We were talking about online video and I brought up that I thought it was interesting that said publisher was open to losing revenue on programming putting it online (compared to what they could get for the same user viewing it on TV).
He made the comment ‘we’re looking at just serving 1 ad on video programming’.
I was a little taken aback … 1 ad for, let’s say, a 30 min piece of programming … how does this pay the bills?
Based on that – a 30 min show could have 1m viewers (which ain’t gonna happen) and it would generate maybe $60,000 in revenue. The same show in broadcast with the same viewer volume would make over $400,000
I might be a backward idiot, but it seems like this isn’t much more than throwing money away. How is this sort of revenue going to cover the cost of producing this content? And surely these players owe it to their shareholders to make as much money off their content as they reasonably can.

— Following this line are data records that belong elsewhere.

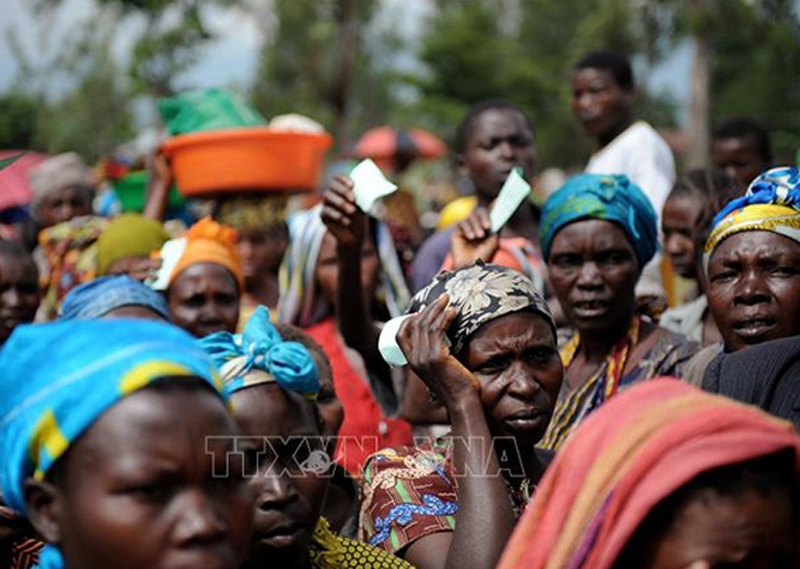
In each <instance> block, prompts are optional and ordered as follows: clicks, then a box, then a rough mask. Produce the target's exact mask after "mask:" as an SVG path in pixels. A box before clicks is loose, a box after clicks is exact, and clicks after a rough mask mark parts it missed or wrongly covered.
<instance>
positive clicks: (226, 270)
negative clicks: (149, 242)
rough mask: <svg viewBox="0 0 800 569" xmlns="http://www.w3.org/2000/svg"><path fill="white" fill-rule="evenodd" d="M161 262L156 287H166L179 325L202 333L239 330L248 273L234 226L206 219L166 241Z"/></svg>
mask: <svg viewBox="0 0 800 569" xmlns="http://www.w3.org/2000/svg"><path fill="white" fill-rule="evenodd" d="M161 262H162V265H161V268H160V269H159V273H158V278H157V280H156V282H155V283H154V284H153V288H155V289H156V290H164V291H166V292H165V294H166V299H167V305H168V306H169V311H170V314H171V316H172V322H173V323H175V325H177V326H180V327H181V328H183V329H184V330H186V331H187V332H189V333H190V334H192V335H193V336H195V337H197V338H202V337H204V336H208V335H209V334H213V333H214V332H223V331H224V332H235V331H236V326H237V324H238V322H239V300H240V298H241V295H242V291H243V290H244V274H243V273H242V266H241V263H240V261H239V254H238V252H237V251H236V231H235V230H233V229H231V228H230V227H225V226H224V225H220V224H218V223H215V222H214V221H211V219H209V218H205V219H201V220H200V221H198V222H197V223H195V224H194V225H193V226H192V227H190V228H189V231H188V232H187V233H186V235H185V236H184V237H182V238H181V239H175V240H172V241H168V242H167V243H165V244H164V247H162V249H161Z"/></svg>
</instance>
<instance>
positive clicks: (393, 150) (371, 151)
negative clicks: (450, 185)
mask: <svg viewBox="0 0 800 569" xmlns="http://www.w3.org/2000/svg"><path fill="white" fill-rule="evenodd" d="M446 154H447V146H445V144H444V142H442V141H441V140H440V139H439V138H438V137H437V136H436V135H434V134H433V133H431V132H428V131H427V130H423V129H421V128H409V129H397V128H394V127H391V126H379V127H376V128H372V129H370V130H368V131H367V132H365V133H364V134H363V135H362V137H361V138H360V139H359V140H358V142H356V145H355V147H354V148H353V155H354V156H355V157H356V158H372V159H377V160H382V159H391V158H399V157H405V158H407V159H414V158H441V157H443V156H444V155H446Z"/></svg>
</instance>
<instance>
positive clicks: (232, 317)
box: [167, 263, 239, 338]
mask: <svg viewBox="0 0 800 569" xmlns="http://www.w3.org/2000/svg"><path fill="white" fill-rule="evenodd" d="M167 304H168V305H169V312H170V315H171V316H172V322H173V324H175V325H176V326H180V327H181V328H183V329H184V330H186V331H187V332H189V333H190V334H192V335H193V336H195V337H197V338H203V337H205V336H208V335H209V334H213V333H214V332H231V333H233V332H236V325H237V324H238V322H239V288H238V286H237V285H236V279H235V278H234V277H233V275H232V274H231V273H230V271H228V269H226V268H225V267H223V266H221V265H216V264H214V263H197V264H196V265H191V266H190V267H187V268H186V269H184V270H183V271H181V273H180V274H179V275H178V276H177V278H176V279H175V280H174V281H173V283H172V285H170V287H169V290H168V291H167Z"/></svg>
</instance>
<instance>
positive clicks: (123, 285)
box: [59, 275, 170, 321]
mask: <svg viewBox="0 0 800 569" xmlns="http://www.w3.org/2000/svg"><path fill="white" fill-rule="evenodd" d="M124 306H144V307H145V308H149V309H150V310H152V311H153V312H155V313H157V314H159V315H160V316H162V317H163V318H164V320H167V321H169V320H170V315H169V308H168V307H167V302H166V300H164V296H163V295H162V294H161V293H159V292H156V291H154V290H152V289H151V288H149V287H147V286H145V285H144V284H142V283H140V282H139V281H137V280H136V279H132V278H131V277H129V276H126V275H121V276H114V277H100V278H98V279H95V280H93V281H89V282H88V283H85V284H82V285H80V286H78V287H75V288H74V289H72V290H71V291H70V292H69V294H67V296H66V297H64V302H63V303H62V304H61V309H60V310H59V318H60V319H61V320H96V319H98V318H101V317H102V316H104V315H105V314H107V313H109V312H111V311H112V310H116V309H118V308H122V307H124Z"/></svg>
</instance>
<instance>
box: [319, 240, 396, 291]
mask: <svg viewBox="0 0 800 569" xmlns="http://www.w3.org/2000/svg"><path fill="white" fill-rule="evenodd" d="M379 271H380V260H379V259H378V254H377V253H376V252H375V244H374V243H373V242H372V239H370V238H369V235H367V236H365V238H364V246H363V248H362V249H361V287H362V290H363V292H364V297H365V298H366V299H368V302H369V304H371V303H372V299H373V298H374V297H375V288H376V287H377V285H378V272H379ZM315 278H316V281H317V287H318V288H317V290H319V293H320V294H321V295H322V296H323V298H325V300H326V301H327V302H328V303H329V304H330V305H331V306H333V305H334V303H335V302H336V291H337V289H338V288H339V284H338V279H339V257H338V255H337V254H336V238H335V237H334V236H333V235H332V234H331V233H330V232H326V233H325V237H323V239H322V245H320V248H319V258H318V259H317V269H316V274H315Z"/></svg>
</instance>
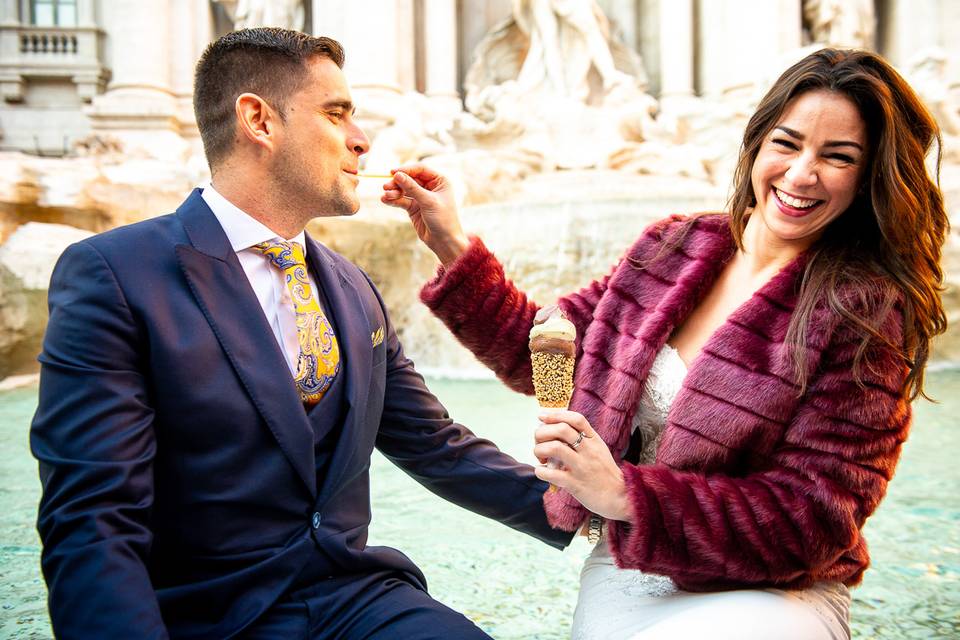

His response was ‘if we don’t do it, someone else will.’ My response to that was ‘who … you own the content.’
Right now it seems to me like they’re prepared to take massive hits to better the “user experience.” My question – how good is the “user experience” going to be in 5 years if they can’t afford to produce the depth and amount of content people expect. And what impact might this have on LOCAL programming and the industry surrounding it.
Anyway – revenue and profitability seems a secondary concern for many.
Business Week in the US has investigated the same issue (albeit in more depth) with the US broadcasters – http://www.businessweek.com/magazine/content/09_33/b4143050841728.htm?chan=magazine+channel_what%27s+next
Anyway it’s a good read and it raises an interesting issue – what is a fair price for video online.
Right now, $60 or thereabouts seems to be the cost if you want to place your ad around video content (ie pre-roll)
But is this a fair amount?
The science now to back this price up. Zero (same with mobile advertising CPM expectations …). And it can really only go one way – down. Over the years I haven’t seen CPM’s go up in the world of online.
Maybe we’ll see a mix of pay and free. Newscorp’s Chase Carey has said that Hulu should look at charging for some content.
“Ad-supported only is going to be a tough place in a fractured world. You want a mix of pay and free.”
Pay and free. Sounds like what the newspapers are considering.